The great leveller takes all - pioneers, newspaper owners, a Prime Minister, teachers and a man called Rama

EARLY Gympie Times editor and co-owner Jacob Stumm went to work on Saturday, January 22, 1921. The next day he died suddenly, aged 67.

His was the first of an eclectic compilation of deaths of prominent or interesting citizens, reported in the paper.

His senior partner at the Times, Alfred George Ramsay, died in 1926. It was a decade which claimed many prominent citizens.

The Very Rev Dean Matthew Horan died "with almost dramatic suddenness" on July 6, 1923, aged 81.

He had arrived in Gympie as Catholic pastor to the rowdy boom town of Gympie in 1868 and lived in a tent on the site where a rectory was built.

Gympie doctor John Ryan, who brought professional medicine to Gympie in 1874, died on July 30, 1927, after an illness.

Former Prime Minister and Gympie Labor leader Andrew Fisher, died in London in 1928, after suffering influenza with heart complications.

A Hindu named Rama, died suddenly in April that year and was traditionally cremated in Gympie, despite floods making transport of his body difficult.

Former One Mile State School teacher James "Daddy" McLeod died in Brisbane in 1929.

And snippets from a tumultuous time


"THE most disastrous fire that has been experienced in Gympie since the water service was installed many years ago, occurred in Mary Street on Saturday night (May 11th)," The Gympie Times reported in 1929.

"The Tivoli Theatre, Messrs Ashton Bros stationery and bookshop, Mr C Love's saddlery shop, Mr N. Ganley's stationery and bookshop, Mr J Glindon's boot shop and the State butcher's shop were all burnt to the ground, while other buildings were badly damaged."


THE often fatal and highly infectious disease, diiphtheria, was one of many serious health threats of the time.

In 1920, The Gympie Times reported on the release of 14 "diphtheria carriers" from Gympie Hospital.


TOWN water is one thing, but Gympie people must have wondered whether they should actually drink it.

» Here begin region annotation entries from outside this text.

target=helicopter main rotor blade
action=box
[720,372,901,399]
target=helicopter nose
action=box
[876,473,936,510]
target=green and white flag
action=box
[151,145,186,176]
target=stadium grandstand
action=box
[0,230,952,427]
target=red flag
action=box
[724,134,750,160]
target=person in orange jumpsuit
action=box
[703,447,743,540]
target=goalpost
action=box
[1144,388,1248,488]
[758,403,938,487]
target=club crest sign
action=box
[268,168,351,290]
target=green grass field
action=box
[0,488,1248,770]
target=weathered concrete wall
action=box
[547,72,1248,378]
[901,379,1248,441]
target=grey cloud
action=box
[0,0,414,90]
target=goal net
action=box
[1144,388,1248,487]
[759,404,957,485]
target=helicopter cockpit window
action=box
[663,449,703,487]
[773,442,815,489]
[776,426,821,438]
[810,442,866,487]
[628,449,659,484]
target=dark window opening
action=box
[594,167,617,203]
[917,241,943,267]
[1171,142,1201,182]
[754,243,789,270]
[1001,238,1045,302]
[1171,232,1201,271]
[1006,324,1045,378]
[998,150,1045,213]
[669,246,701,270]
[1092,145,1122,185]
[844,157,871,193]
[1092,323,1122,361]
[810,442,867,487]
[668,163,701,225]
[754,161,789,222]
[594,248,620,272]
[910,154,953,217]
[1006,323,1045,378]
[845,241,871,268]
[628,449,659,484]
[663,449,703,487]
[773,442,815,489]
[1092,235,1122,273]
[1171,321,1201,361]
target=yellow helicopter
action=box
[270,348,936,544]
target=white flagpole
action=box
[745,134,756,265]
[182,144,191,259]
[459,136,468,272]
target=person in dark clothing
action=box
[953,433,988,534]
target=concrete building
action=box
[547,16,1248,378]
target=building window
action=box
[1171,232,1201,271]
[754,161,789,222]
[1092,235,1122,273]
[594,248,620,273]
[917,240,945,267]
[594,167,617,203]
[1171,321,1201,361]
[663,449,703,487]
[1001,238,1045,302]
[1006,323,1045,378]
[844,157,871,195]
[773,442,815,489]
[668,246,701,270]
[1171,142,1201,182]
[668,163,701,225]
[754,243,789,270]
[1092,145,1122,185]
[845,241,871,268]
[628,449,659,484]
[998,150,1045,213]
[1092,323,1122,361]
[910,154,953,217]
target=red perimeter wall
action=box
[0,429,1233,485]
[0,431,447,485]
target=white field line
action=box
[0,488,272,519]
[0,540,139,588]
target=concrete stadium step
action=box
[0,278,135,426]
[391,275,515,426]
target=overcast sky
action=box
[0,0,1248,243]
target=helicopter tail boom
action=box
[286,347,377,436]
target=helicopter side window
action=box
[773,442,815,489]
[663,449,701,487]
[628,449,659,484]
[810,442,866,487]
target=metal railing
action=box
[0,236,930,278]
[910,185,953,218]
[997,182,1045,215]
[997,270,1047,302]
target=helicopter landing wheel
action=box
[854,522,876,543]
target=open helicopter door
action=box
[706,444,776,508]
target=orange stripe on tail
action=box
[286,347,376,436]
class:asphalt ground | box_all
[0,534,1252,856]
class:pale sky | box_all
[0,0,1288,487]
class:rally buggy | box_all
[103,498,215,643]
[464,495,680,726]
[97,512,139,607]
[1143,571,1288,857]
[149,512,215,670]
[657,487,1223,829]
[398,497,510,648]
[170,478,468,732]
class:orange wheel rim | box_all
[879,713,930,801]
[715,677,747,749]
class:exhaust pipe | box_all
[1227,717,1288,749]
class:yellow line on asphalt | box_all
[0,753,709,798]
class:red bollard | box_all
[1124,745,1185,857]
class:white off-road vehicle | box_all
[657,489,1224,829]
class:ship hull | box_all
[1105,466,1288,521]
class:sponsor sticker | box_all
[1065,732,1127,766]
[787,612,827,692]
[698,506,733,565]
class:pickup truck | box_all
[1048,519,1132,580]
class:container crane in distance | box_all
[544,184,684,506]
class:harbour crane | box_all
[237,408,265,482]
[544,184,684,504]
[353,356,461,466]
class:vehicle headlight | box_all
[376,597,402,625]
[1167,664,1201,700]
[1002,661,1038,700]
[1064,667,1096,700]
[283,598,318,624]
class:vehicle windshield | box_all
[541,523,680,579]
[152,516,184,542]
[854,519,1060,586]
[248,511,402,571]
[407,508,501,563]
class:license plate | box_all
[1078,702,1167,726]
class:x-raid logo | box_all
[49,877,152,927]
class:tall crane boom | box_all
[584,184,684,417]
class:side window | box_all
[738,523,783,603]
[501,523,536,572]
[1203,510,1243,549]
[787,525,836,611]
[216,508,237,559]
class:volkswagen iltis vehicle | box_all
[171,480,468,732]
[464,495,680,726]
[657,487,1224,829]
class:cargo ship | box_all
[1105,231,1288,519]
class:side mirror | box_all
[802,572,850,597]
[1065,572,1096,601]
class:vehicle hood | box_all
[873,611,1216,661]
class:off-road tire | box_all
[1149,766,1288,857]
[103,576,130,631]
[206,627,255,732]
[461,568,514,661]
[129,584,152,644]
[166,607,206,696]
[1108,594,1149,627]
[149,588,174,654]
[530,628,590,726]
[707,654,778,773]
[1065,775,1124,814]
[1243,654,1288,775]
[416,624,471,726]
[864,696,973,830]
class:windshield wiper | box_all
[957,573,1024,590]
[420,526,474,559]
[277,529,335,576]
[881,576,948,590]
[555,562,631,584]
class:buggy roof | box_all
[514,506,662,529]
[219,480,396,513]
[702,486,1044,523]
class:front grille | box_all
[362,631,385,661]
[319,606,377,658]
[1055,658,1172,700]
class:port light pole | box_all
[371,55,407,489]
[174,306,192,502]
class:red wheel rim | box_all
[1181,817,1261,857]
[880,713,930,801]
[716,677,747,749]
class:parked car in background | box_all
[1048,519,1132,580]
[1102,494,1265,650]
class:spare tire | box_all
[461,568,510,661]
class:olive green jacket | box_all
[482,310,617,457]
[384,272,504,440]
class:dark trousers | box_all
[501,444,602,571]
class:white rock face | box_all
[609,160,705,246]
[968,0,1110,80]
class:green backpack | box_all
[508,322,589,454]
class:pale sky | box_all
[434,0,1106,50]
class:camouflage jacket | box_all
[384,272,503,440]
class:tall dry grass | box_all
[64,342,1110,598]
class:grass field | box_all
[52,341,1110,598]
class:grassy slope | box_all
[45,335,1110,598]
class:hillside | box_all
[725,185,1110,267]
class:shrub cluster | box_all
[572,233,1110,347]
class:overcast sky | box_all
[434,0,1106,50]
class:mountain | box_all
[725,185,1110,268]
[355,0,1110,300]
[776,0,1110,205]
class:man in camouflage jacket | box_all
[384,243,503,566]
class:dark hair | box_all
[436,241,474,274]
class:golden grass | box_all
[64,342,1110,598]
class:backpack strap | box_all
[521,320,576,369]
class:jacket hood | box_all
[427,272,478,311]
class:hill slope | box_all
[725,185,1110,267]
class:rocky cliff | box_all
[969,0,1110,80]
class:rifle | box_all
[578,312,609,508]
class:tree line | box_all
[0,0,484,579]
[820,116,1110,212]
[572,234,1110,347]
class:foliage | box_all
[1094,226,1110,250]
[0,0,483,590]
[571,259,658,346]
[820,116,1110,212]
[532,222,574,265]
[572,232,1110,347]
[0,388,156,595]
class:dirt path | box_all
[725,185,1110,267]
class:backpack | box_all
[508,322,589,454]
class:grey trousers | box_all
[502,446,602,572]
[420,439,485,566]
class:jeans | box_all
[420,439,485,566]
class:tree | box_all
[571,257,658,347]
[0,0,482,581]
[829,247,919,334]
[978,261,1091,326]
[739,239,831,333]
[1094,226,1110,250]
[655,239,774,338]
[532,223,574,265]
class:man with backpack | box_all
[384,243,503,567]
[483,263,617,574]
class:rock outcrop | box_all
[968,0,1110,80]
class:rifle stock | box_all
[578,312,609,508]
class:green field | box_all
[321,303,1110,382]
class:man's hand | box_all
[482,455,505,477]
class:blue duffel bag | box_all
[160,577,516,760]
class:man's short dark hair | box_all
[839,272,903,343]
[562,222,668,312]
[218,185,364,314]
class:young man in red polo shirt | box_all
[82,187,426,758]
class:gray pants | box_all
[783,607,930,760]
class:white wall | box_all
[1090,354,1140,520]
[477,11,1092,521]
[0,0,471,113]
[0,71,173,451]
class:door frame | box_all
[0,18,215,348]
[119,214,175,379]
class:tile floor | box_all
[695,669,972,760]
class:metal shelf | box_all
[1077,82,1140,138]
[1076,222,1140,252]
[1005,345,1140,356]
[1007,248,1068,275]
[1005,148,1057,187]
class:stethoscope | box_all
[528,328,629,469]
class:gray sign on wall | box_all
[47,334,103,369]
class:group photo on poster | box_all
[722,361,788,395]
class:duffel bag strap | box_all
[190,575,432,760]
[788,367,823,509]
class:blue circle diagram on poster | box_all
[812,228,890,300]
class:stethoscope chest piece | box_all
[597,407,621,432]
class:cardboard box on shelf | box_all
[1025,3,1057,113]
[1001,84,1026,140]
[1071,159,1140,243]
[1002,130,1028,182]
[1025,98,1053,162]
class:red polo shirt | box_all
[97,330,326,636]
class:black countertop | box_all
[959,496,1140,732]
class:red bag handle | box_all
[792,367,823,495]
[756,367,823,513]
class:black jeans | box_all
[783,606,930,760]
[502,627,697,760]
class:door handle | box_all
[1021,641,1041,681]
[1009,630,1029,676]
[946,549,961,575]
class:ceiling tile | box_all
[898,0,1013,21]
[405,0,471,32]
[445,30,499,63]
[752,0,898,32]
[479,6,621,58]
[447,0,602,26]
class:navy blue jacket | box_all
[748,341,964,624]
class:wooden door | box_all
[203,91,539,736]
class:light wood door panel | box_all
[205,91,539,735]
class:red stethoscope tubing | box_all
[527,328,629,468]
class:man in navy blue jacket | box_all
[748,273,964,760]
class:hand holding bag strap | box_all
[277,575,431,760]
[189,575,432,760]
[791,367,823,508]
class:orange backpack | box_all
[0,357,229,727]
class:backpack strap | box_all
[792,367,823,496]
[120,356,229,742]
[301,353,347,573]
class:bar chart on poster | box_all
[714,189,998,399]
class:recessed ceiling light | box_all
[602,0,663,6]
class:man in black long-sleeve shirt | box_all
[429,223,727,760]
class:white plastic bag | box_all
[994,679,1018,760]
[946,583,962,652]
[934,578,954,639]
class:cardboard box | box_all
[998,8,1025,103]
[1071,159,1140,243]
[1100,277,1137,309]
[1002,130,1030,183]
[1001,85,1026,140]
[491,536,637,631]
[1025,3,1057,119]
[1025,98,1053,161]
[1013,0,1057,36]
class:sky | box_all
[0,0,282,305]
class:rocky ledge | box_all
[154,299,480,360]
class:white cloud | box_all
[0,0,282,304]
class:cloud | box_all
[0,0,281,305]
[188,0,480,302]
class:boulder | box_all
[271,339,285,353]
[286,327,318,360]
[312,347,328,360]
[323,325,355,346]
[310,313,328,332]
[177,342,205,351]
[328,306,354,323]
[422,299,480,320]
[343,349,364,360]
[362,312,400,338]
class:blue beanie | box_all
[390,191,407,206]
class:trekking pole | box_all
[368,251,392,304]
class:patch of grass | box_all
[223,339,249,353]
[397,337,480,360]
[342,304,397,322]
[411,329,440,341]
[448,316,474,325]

A "scraping" of water mains yielded "two or three tons of corroded matter and muck."


THE Mary Valley was declared "eminently suitable for cane growing" in 1921.


GYMPIE City Council decided to pay a rat bounty, in an effort to stop the spread of bubonic plague.


IN 1923, the new bridge over Yabba Creek at Imbil was officially opened.


"LAST night a New Year concert was broadcast by Sydney Wireless Broadcasters Ltd, which was heard on Mr Kennedy's receiving installation on Lady Mary Terrace," the paper said.


THE new rail motor and trailer on the Mary Valley line was described as "a large glorified motor car, with a passenger car attached and a truck for carrying cream and perishables."